Mesajı Okuyun
Old 17-05-2011, 11:34   #4
Av.Suat Ergin

 
Varsayılan Konuyla ilgili karar-2

T. 9.5.1962
• TAHLİYE DAVASI ( Davalının Kötü Muamelesi ve Binaya Zarar Vermesi Nedeniyle )
• AKTE AYKIRILIK ( Kiracının Kiralayana ve Yakınlarına Kötü Söz Söylemesi Diğer Bina Sakinlerine Hakaret Etmesi ve Suları Açık Bırakarak Binaya Zarar Verme Gibi Hareketlerin Sözleşmeye Aykırılık Teşkil Etmesi )
• KİRALANAN TAŞINMAZIN KÖTÜ KULLANIMI ( Suların Açık Bırakılarak Binaya Zarar Vermenin Akde Aykırılık Teşkil Etmesi-Bu Sebeple Kiracının Tahliye Edilebilmesi )
• AKDE AYKIRILIK NEDENİYLE TAHLİYE ( Kiracının Kiralayana ve Diğer Bina Sakinlerine Hakaret Etmesi )
• KİRACININ KİRALAYANA HAKARET ETMESİ ( Bunun Tahliye Sebebi Olması )
818/m.256
ÖZET : Kiracının , kiralayana va yakınlarına kötü söz söylemesi, diğer bina sakinlerine hakaret etmesi, suları açık bırakması gibi davranışlar sözleşmeye aykırılık oluşturur.

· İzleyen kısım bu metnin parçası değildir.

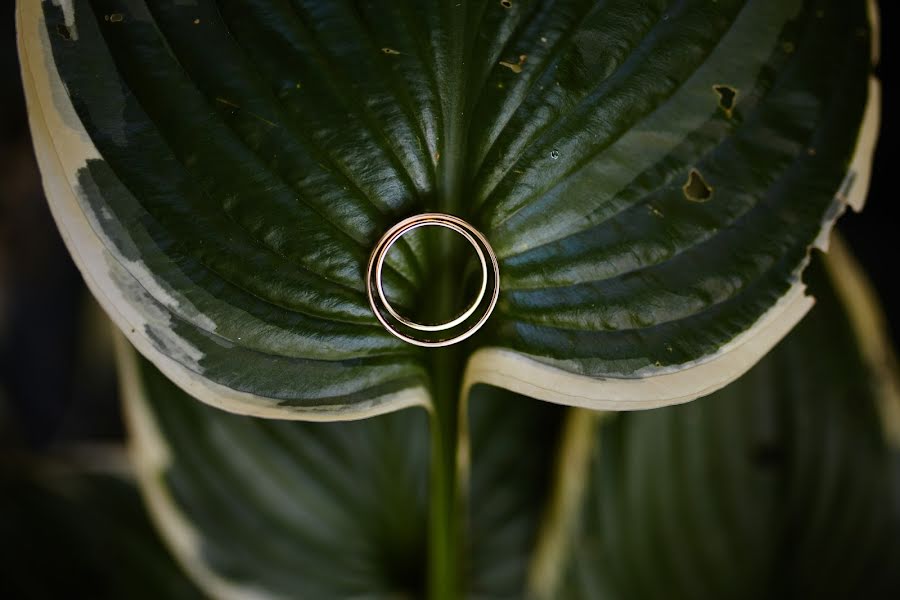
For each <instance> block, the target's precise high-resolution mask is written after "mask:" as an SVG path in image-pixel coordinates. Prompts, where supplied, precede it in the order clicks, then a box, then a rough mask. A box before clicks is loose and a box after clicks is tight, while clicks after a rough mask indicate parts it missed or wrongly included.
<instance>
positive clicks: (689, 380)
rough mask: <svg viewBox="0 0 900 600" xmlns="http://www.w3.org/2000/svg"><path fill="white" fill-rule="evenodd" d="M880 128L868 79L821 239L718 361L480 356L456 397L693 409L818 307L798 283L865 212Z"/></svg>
mask: <svg viewBox="0 0 900 600" xmlns="http://www.w3.org/2000/svg"><path fill="white" fill-rule="evenodd" d="M867 8H868V15H869V22H870V24H871V29H872V50H871V53H872V63H873V65H874V64H877V61H878V52H879V46H880V25H879V18H878V9H877V7H876V5H875V0H869V1H868V4H867ZM880 125H881V85H880V83H879V81H878V80H877V79H876V78H875V77H874V76H870V77H869V89H868V101H867V103H866V108H865V111H864V114H863V119H862V122H861V124H860V129H859V134H858V136H857V140H856V147H855V148H854V152H853V158H852V159H851V162H850V165H849V167H848V169H847V173H846V175H845V177H844V179H843V181H842V183H841V185H840V187H839V189H838V190H837V191H836V192H835V197H834V201H833V205H832V209H831V210H829V211H827V213H826V214H827V216H826V217H825V219H824V220H823V222H822V225H821V228H820V230H819V235H818V236H817V237H816V239H815V240H814V242H813V243H812V244H811V245H810V247H809V248H808V250H807V255H806V258H805V259H804V260H803V261H802V262H801V264H800V265H799V266H798V268H797V269H796V271H795V272H794V274H793V283H792V285H791V287H790V288H789V289H788V291H787V292H786V293H785V294H784V295H783V296H782V297H781V298H779V300H778V301H777V302H776V303H775V304H774V305H773V306H772V307H771V308H770V309H769V310H767V311H766V312H765V313H764V314H763V315H762V316H761V317H760V318H759V319H757V321H756V322H755V323H754V324H753V325H751V326H750V328H749V329H747V330H746V331H744V332H742V333H741V334H739V335H737V336H736V337H735V338H734V339H733V340H731V341H730V342H728V343H727V344H725V345H723V346H722V347H721V348H720V349H719V350H718V351H716V352H715V353H713V354H710V355H707V356H704V357H701V358H699V359H697V360H694V361H690V362H686V363H682V364H679V365H673V366H667V367H663V368H660V369H648V370H647V371H646V374H644V375H643V376H635V377H615V376H609V377H602V378H600V377H589V376H586V375H580V374H577V373H572V372H570V371H566V370H563V369H560V368H558V367H554V366H551V365H548V364H546V363H545V362H541V361H540V360H538V359H536V358H534V357H532V356H529V355H528V354H525V353H522V352H516V351H514V350H510V349H507V348H502V347H488V348H482V349H480V350H478V351H476V352H475V353H474V354H473V355H472V356H471V357H470V358H469V362H468V364H467V365H466V370H465V374H464V378H463V386H462V391H461V397H462V398H463V399H465V398H468V397H469V393H470V391H471V388H472V386H474V385H476V384H479V383H484V384H489V385H494V386H497V387H502V388H505V389H508V390H511V391H513V392H516V393H519V394H523V395H525V396H530V397H532V398H537V399H539V400H545V401H547V402H553V403H556V404H563V405H568V406H574V407H579V408H587V409H592V410H603V411H623V410H645V409H652V408H659V407H662V406H671V405H674V404H682V403H685V402H690V401H691V400H696V399H697V398H701V397H703V396H706V395H708V394H711V393H713V392H715V391H716V390H718V389H721V388H723V387H725V386H726V385H728V384H729V383H731V382H732V381H734V380H736V379H737V378H738V377H740V376H741V375H743V374H744V373H746V372H747V371H748V370H749V369H750V368H751V367H753V365H755V364H756V363H757V362H759V360H760V359H761V358H762V357H763V356H765V355H766V354H767V353H768V352H769V351H770V350H771V349H772V348H773V347H775V345H776V344H777V343H778V342H779V341H781V339H782V338H784V336H786V335H787V334H788V333H789V332H790V331H791V330H792V329H793V328H794V326H795V325H796V324H797V323H799V322H800V319H802V318H803V317H804V316H805V315H806V313H807V312H809V310H810V309H811V308H812V307H813V305H814V304H815V299H814V298H813V297H812V296H808V295H807V294H806V285H805V284H804V283H803V281H802V279H801V275H802V273H803V271H804V269H805V268H806V266H807V265H808V264H809V254H810V252H812V250H813V248H818V249H820V250H822V251H825V252H827V251H828V241H829V238H830V234H831V230H832V228H833V227H834V224H835V222H836V221H837V219H838V218H839V217H840V216H841V215H842V214H843V212H844V211H845V210H846V207H848V206H849V207H850V208H852V209H853V210H854V211H856V212H859V211H860V210H862V208H863V206H864V205H865V201H866V196H867V194H868V191H869V180H870V178H871V171H872V156H873V154H874V152H875V145H876V142H877V140H878V131H879V128H880Z"/></svg>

DAVA : Çok kötü muamelelerde bulunan ve binaya zarar veren davalının tahliyesi isteğidir.

Karar sabit olmayan davanın reddine dairdir.

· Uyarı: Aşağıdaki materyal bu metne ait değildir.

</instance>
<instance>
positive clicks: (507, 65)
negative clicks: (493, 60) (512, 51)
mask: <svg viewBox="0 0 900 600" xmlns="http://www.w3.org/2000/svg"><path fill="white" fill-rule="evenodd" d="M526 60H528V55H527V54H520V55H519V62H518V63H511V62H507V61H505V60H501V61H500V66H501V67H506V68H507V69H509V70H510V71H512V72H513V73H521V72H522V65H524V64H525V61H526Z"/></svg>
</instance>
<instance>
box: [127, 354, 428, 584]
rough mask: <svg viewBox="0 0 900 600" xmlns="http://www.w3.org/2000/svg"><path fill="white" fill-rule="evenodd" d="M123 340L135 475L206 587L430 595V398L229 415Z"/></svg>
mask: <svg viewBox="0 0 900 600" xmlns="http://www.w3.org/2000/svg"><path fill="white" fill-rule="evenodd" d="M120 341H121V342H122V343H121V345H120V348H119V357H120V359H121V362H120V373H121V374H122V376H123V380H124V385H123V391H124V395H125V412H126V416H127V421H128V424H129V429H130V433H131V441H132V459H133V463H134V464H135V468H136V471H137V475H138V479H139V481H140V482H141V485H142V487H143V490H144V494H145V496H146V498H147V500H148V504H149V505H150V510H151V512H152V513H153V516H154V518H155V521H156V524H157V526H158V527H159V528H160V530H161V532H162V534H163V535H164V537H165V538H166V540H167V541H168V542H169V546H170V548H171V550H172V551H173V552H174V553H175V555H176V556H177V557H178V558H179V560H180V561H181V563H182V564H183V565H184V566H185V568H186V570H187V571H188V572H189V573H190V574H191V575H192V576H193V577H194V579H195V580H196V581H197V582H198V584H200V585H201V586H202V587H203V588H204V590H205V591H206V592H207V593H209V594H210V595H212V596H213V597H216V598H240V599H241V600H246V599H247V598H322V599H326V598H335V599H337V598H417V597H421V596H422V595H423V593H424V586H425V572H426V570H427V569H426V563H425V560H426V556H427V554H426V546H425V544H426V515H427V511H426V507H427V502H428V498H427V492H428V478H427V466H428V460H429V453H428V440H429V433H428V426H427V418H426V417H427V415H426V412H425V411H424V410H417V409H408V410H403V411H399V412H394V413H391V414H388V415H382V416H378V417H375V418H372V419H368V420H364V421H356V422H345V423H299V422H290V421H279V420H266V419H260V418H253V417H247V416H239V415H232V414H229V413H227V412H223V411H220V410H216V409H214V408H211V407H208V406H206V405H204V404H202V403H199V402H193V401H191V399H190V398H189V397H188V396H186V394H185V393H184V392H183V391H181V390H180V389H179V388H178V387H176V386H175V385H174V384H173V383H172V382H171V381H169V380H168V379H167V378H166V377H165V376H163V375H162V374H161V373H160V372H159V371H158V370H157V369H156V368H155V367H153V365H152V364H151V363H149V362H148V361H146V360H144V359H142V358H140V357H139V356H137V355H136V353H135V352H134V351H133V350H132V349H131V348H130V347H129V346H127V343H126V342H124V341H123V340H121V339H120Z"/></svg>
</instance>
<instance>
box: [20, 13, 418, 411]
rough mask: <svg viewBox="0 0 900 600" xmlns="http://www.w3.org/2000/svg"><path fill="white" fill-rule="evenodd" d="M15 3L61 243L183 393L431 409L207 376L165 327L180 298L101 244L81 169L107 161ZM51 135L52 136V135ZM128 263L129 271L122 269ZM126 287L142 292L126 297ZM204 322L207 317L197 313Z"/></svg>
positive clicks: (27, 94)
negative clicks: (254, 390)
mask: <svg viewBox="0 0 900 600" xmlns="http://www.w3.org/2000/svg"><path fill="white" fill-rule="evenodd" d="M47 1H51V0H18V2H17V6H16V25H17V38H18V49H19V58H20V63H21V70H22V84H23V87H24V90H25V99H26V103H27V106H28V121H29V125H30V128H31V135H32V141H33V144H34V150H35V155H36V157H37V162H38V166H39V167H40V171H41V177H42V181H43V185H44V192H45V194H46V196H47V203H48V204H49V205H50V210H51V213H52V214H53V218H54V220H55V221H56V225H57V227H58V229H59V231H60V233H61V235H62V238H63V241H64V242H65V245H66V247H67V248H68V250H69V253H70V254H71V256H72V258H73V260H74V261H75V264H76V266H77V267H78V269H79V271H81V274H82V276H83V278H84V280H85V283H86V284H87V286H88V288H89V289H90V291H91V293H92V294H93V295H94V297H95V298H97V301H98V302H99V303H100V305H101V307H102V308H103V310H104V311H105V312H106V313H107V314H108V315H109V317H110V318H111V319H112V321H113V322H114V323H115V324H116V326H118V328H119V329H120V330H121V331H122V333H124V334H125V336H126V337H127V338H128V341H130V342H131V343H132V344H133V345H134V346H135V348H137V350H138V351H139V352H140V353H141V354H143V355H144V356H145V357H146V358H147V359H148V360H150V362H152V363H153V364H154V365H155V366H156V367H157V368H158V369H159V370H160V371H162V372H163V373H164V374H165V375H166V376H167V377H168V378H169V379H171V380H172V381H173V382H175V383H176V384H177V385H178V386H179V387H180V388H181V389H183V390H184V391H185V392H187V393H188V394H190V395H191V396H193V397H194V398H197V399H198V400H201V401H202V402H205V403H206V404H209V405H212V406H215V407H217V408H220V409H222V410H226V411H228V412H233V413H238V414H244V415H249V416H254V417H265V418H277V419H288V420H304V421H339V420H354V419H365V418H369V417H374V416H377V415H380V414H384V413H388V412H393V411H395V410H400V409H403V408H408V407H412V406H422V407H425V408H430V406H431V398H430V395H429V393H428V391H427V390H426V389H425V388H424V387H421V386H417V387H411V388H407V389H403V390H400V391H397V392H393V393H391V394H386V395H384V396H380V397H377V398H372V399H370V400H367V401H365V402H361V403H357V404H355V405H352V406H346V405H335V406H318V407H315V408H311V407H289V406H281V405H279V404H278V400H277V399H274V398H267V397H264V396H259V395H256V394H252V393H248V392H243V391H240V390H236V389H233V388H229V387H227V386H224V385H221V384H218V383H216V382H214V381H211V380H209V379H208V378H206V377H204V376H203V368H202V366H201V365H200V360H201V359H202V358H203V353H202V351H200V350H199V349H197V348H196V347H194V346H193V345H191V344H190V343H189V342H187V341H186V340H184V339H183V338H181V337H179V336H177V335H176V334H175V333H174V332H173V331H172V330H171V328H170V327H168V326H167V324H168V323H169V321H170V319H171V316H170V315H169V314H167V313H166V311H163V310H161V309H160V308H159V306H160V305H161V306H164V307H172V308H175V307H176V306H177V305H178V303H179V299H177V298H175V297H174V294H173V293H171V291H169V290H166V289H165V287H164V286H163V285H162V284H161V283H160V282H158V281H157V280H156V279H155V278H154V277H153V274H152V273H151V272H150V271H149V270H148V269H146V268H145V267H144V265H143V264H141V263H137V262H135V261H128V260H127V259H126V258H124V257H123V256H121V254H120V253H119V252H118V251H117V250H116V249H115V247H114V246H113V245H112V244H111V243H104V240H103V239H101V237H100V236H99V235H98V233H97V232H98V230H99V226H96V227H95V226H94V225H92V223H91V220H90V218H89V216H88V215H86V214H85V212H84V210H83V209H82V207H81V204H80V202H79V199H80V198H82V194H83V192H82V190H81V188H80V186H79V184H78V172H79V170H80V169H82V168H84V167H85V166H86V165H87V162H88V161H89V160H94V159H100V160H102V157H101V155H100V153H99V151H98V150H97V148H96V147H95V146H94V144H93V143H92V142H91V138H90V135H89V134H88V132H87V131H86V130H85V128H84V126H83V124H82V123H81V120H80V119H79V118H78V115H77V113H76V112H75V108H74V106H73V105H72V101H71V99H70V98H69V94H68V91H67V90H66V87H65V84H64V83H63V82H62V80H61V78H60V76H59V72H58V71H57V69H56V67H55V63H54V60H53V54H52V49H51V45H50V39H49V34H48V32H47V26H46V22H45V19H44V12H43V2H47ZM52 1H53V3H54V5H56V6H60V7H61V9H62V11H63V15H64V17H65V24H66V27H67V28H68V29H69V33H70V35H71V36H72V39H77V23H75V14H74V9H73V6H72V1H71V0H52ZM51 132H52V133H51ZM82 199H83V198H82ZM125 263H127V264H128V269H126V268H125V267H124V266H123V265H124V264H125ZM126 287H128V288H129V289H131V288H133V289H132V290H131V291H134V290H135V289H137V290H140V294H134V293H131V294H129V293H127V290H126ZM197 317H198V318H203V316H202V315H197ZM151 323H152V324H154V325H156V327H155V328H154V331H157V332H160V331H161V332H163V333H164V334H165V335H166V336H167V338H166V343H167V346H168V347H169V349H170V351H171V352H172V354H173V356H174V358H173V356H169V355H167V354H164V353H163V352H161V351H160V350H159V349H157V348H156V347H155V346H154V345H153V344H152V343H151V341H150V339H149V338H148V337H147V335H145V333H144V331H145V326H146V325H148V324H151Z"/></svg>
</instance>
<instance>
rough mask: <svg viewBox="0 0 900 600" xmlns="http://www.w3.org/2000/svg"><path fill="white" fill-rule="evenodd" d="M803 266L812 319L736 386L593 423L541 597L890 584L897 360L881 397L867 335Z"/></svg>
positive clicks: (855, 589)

Yargıtay 6. Hukuk Dairesinin kararı: davacı davalının kiralanan yeri iyi kullanmadığını, su musluklarını açık bırakarak akan suların binaya zarar verdiğini, bundan başka gerek kendisine gerekse binada oturan diğer kimselere iyi muamelede bulunmadığını, hakareti amiz sözler sarfettiğini, fiilen de tecavüzlerde bulunduğunu ileri sürerek aktin feshi ile kiralanan yerin tahliyesini istemiştir. Davalı ise müdafaasında, iddiaların doğru olmadığını, davacının fazla kira istediğini, verilmeyince buna muğber olarak muhtelif vesilelerle kendisine hakarette bulunmaya başladığını, dairenin suyunu kestiğini, böylece akti kendisinin değil davacının ihlal etmiş durumda olduğunu ileri sürerek davanın reddini talep etmiştir. Davacının iddiasını ispat için dinlettiği şahitlerin yekdiğerini tamamlayan sözlerinden de davalının kendisinin ve eşinin davacıya ve kirada oturan diğer kiracılara devamlı olarak ağır sözler sarfetmek suretiyle hakarette bulundukları, fiilen tecavüz ettikleri, muslukları açık bırakarak suyu boş yere akıttıkları anlaşılmaktadır. Her ne kadar davalı tarafın davacının iddialarının doğru olmadığını ispat maksadıyla dinlettiği bir kısım şahitleri müdafaayı kısmen te'yit eder şekilde konuşmuşlarsa da toplanan delillerin hep birlikte takdiri halinde müdafaanın değil, iddianın doğru olduğu, davalının yukarıda yazılı şekilde akti açıkça ihlal ettiği neticesine varılmak gerekir. Mahkemenin buna rağmen delillerin takdirinde hataya düşerek aksine bir düşünce ile davayı reddetmesi usul ve kanuna aykırı ve temyiz itirazları yerindedir.

Hükmün bozulmasına.

Mahkemece eski hükümde ısrar edilmesi üzerine davacı hükmü temyiz etmiştir.

KARAR : Dosyadaki kağıtlara, tarafların idida ve savunmalarına ve dayandığı gerektirici sebeplere göre, tamamıyla yerinde olan özel daire ilamına uyulmamış olması usule aykırıdır.

SONUÇ : Israr kararının 19.12.1960 günlü özel daire ilamında belirtilen sebeplerden ötürü Hukuk Yargılamaları Usülü Kanununun 429. maddesi gereğince BOZULMASINA 9.5.1962 gününde oyçokluğu ile karar verildi.